LONDON — HSBC Holdings PLC Friday confirmed that Stuart Gulliver, its head of investment banking, will replace Michael Geoghegan as chief executive, while chief financial officer Douglas Flint will succeed Stephen Green as group chairman.

Confirmation of the appointments, widely trailed since late Thursday, isn't likely to trigger major changes in strategy at the U.K.-based bank. However, it concludes a dramatic chain of events for a bank that avoided the big shakeups that affected many of its peers during the financial crisis.

HSBC's greater focus on Asia meant the bank was less hurt by the crisis than some other U.K. banks, although a lending business it bought in the U.S. in 2003 was responsible for dragging down earnings at the bank for several quarters.

Geoghegan, with more than 35 years at the bank, is leaving after he was told by the board he wasn't likely to make chairman, according to a person familiar with the situation. Geoghegan is stepping down as CEO and from the board at the end of this year but will continue to be employed by the bank in an advisory capacity until March 31, 2011 when he will retire, HSBC said in a statement.
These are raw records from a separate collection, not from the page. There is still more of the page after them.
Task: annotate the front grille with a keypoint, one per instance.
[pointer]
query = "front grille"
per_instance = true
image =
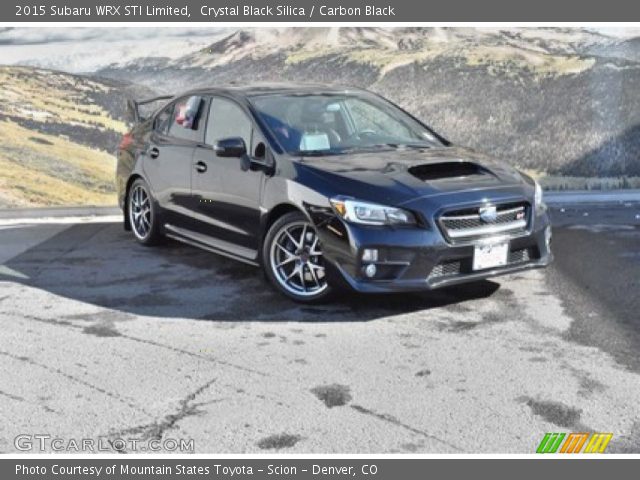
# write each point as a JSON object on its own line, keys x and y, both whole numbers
{"x": 471, "y": 223}
{"x": 519, "y": 256}
{"x": 445, "y": 269}
{"x": 450, "y": 268}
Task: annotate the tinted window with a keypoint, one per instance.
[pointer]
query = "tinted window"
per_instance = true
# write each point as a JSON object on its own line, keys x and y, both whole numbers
{"x": 163, "y": 119}
{"x": 185, "y": 119}
{"x": 227, "y": 119}
{"x": 308, "y": 124}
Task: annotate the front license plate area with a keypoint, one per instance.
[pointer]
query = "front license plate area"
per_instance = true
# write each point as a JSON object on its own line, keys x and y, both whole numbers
{"x": 490, "y": 255}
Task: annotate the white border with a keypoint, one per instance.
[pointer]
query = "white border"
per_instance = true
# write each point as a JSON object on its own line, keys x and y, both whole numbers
{"x": 285, "y": 456}
{"x": 255, "y": 24}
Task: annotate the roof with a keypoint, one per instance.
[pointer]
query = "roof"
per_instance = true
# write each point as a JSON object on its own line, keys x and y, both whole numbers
{"x": 249, "y": 90}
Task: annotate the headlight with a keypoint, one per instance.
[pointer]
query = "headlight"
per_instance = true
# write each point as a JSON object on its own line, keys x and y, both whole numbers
{"x": 538, "y": 195}
{"x": 371, "y": 213}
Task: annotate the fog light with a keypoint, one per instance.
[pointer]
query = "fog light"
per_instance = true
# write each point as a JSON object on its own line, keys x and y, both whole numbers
{"x": 370, "y": 270}
{"x": 370, "y": 255}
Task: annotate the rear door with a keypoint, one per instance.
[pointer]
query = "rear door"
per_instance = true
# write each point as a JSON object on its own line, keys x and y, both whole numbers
{"x": 226, "y": 196}
{"x": 168, "y": 159}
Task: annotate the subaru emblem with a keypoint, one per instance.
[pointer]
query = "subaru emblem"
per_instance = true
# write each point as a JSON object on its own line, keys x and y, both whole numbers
{"x": 488, "y": 214}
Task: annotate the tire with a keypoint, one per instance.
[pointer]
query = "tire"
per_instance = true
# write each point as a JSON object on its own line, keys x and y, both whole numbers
{"x": 143, "y": 215}
{"x": 293, "y": 261}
Flint's appointment breaks with the bank's tradition of appointing its CEO as chairman. Stephen Green previously announced he is leaving to become U.K. trade minister at the end of the year, but people familiar with the situation said the board didn't believe Geoghegan was prepared for a role which has increasingly become that of international representative for all issues, including the hot topic of regulation.
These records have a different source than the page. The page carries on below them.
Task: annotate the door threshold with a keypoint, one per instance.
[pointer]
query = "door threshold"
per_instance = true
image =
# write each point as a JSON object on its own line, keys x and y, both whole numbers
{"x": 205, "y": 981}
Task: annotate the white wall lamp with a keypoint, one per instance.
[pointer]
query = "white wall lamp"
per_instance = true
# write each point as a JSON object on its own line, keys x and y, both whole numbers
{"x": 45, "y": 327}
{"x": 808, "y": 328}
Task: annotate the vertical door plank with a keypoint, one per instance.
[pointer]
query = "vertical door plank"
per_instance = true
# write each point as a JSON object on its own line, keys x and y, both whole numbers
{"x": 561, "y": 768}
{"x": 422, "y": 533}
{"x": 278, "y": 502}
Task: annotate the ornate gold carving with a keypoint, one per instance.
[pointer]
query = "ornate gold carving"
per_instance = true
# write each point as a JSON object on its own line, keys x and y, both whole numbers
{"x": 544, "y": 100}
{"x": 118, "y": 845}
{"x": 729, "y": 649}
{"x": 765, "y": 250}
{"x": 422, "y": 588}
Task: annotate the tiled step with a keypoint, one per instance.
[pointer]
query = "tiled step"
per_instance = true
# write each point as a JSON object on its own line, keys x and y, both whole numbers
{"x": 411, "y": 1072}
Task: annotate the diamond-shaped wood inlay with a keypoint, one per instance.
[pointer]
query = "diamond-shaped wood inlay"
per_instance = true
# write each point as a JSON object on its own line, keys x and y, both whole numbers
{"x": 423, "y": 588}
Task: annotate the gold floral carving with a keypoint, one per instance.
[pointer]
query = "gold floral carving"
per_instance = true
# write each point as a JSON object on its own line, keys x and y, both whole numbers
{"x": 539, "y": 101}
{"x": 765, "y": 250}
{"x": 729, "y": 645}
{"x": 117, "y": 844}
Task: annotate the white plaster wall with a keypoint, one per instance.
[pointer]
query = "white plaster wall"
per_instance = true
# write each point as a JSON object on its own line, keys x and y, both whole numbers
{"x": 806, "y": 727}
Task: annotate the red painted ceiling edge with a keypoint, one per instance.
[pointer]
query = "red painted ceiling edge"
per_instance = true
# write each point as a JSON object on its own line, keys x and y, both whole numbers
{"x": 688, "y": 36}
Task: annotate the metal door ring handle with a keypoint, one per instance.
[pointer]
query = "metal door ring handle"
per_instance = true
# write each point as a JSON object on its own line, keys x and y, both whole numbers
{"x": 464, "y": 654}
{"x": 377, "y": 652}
Tapping an executive director for the role would also be seen as poor corporate governance in the U.K. In addition, Geoghegan reportedly clashed with John Thornton, a former Goldman Sachs Group Inc. banker who is a non-executive member of HSBC's board and was until recently a leading contender for the position.
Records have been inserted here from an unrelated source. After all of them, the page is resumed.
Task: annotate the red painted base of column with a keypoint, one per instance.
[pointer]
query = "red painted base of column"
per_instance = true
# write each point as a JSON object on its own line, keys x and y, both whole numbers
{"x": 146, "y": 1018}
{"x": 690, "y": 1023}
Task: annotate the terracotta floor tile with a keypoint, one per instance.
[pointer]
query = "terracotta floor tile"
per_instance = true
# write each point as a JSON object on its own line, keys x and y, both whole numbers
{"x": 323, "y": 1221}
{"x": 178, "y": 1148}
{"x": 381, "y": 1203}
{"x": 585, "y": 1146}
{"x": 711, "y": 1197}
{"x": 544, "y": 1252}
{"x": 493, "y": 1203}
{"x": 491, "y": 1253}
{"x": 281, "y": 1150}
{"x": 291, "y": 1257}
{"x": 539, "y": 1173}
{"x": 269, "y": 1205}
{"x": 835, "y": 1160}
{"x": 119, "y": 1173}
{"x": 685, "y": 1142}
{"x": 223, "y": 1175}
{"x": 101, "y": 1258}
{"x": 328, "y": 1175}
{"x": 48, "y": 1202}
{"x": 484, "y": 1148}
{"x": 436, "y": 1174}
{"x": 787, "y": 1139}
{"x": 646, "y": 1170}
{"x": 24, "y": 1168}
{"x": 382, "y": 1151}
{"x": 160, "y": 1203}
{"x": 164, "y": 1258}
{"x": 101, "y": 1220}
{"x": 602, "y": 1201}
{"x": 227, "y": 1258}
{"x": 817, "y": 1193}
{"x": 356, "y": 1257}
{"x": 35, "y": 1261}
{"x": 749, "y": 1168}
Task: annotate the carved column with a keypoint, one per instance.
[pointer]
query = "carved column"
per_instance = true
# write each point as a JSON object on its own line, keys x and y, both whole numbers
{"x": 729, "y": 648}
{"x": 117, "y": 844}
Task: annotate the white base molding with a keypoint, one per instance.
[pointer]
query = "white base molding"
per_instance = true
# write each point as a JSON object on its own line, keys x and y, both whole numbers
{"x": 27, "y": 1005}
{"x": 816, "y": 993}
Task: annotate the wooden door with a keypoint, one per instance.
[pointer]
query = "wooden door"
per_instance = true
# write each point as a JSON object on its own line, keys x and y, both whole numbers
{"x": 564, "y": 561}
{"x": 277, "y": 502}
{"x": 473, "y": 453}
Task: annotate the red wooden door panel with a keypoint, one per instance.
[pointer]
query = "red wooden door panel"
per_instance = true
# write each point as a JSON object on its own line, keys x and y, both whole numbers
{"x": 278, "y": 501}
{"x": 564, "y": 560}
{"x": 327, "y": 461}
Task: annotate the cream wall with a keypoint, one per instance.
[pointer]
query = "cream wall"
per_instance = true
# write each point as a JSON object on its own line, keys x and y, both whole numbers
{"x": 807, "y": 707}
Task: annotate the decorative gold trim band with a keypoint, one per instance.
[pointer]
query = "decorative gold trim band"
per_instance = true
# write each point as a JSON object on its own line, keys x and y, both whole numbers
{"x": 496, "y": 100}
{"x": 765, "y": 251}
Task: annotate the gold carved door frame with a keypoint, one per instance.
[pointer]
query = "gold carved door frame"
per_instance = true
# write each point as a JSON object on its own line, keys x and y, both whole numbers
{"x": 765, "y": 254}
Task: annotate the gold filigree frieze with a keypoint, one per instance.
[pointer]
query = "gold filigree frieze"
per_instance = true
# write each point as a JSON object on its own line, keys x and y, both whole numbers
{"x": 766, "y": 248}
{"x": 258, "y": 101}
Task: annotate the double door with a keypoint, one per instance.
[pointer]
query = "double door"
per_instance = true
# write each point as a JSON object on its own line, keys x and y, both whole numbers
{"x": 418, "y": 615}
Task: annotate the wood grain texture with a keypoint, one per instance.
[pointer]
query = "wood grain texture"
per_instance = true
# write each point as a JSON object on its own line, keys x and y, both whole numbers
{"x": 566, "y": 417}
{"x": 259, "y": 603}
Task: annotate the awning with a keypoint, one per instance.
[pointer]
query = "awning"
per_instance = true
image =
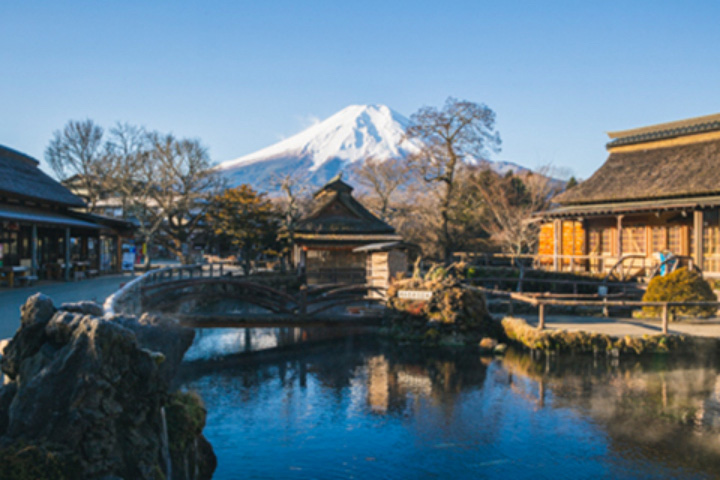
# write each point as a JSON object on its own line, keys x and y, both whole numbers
{"x": 17, "y": 213}
{"x": 377, "y": 247}
{"x": 686, "y": 203}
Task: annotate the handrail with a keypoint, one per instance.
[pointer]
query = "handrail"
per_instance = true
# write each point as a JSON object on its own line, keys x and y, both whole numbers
{"x": 131, "y": 289}
{"x": 543, "y": 302}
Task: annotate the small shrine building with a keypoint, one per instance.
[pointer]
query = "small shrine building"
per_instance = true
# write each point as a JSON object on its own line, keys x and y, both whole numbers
{"x": 340, "y": 241}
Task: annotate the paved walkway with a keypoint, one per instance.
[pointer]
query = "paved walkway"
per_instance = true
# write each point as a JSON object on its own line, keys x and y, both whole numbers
{"x": 96, "y": 289}
{"x": 620, "y": 327}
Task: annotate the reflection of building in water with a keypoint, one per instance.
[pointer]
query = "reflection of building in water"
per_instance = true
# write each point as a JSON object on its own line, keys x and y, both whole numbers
{"x": 387, "y": 385}
{"x": 378, "y": 383}
{"x": 415, "y": 382}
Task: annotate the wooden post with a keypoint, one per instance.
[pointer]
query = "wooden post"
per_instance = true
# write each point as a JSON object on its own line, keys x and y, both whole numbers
{"x": 557, "y": 244}
{"x": 698, "y": 230}
{"x": 619, "y": 236}
{"x": 67, "y": 254}
{"x": 303, "y": 305}
{"x": 33, "y": 249}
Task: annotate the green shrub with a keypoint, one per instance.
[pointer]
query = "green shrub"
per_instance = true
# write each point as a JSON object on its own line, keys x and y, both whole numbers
{"x": 682, "y": 285}
{"x": 185, "y": 419}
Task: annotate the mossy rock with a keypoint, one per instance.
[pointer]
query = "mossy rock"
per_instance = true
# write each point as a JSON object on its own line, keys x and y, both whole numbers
{"x": 185, "y": 419}
{"x": 32, "y": 462}
{"x": 682, "y": 285}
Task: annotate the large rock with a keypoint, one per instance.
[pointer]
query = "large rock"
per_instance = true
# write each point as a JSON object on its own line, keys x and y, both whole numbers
{"x": 87, "y": 393}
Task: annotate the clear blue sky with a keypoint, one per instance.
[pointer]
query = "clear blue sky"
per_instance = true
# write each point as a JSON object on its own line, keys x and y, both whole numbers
{"x": 241, "y": 75}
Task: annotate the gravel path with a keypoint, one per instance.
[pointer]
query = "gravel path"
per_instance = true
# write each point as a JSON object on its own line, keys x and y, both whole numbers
{"x": 620, "y": 327}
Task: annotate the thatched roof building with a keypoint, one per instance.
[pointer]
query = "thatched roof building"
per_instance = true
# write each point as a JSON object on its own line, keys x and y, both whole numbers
{"x": 340, "y": 241}
{"x": 337, "y": 217}
{"x": 43, "y": 232}
{"x": 21, "y": 178}
{"x": 658, "y": 191}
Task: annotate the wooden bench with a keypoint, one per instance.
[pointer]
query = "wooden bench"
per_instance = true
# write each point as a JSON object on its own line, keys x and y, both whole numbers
{"x": 27, "y": 280}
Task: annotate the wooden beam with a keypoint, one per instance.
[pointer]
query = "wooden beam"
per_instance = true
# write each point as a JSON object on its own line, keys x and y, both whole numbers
{"x": 698, "y": 231}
Instead, HSBC has chosen two executives who already work well together. Gulliver, 51 years old, started at HSBC in 1980 and has been responsible for building a strong investment banking business in Hong Kong.

Flint, 55, has been HSBC's financial chief since 1995 and is well respected by industry peers. He will take over when Green formally retires following a Dec. 3 board meeting.

HSBC is the second bank in recent weeks to appoint an investment banker as its head. Barclays PLC recently named Barclays Capital's Bob Diamond as CEO starting next year, when John Varley retires.

Appointing an investment banking veteran to run a bank in the U.K. could prove tricky, at least politically. The government has set up an independent commission on banking, which among other things will look at the possibility of breaking up banks' retail and investment banking operations.

The commission will soon hold hearings with banks' executives to discuss this and other issues. It is scheduled to present its final recommendations to the government in September, 2011.

Other executive changes announced by HSBC Friday include the appointment of Sandy Flockhart as Chairman, Europe, Middle East, Africa, Latin America and Commercial Banking. Sir Simon Robertson, Chairman of HSBC Bank PLC, who led the search for the new chairman, will remain a senior independent non-executive director and assume the role of Deputy Chairman. Iain Mackay becomes Group Finance Director.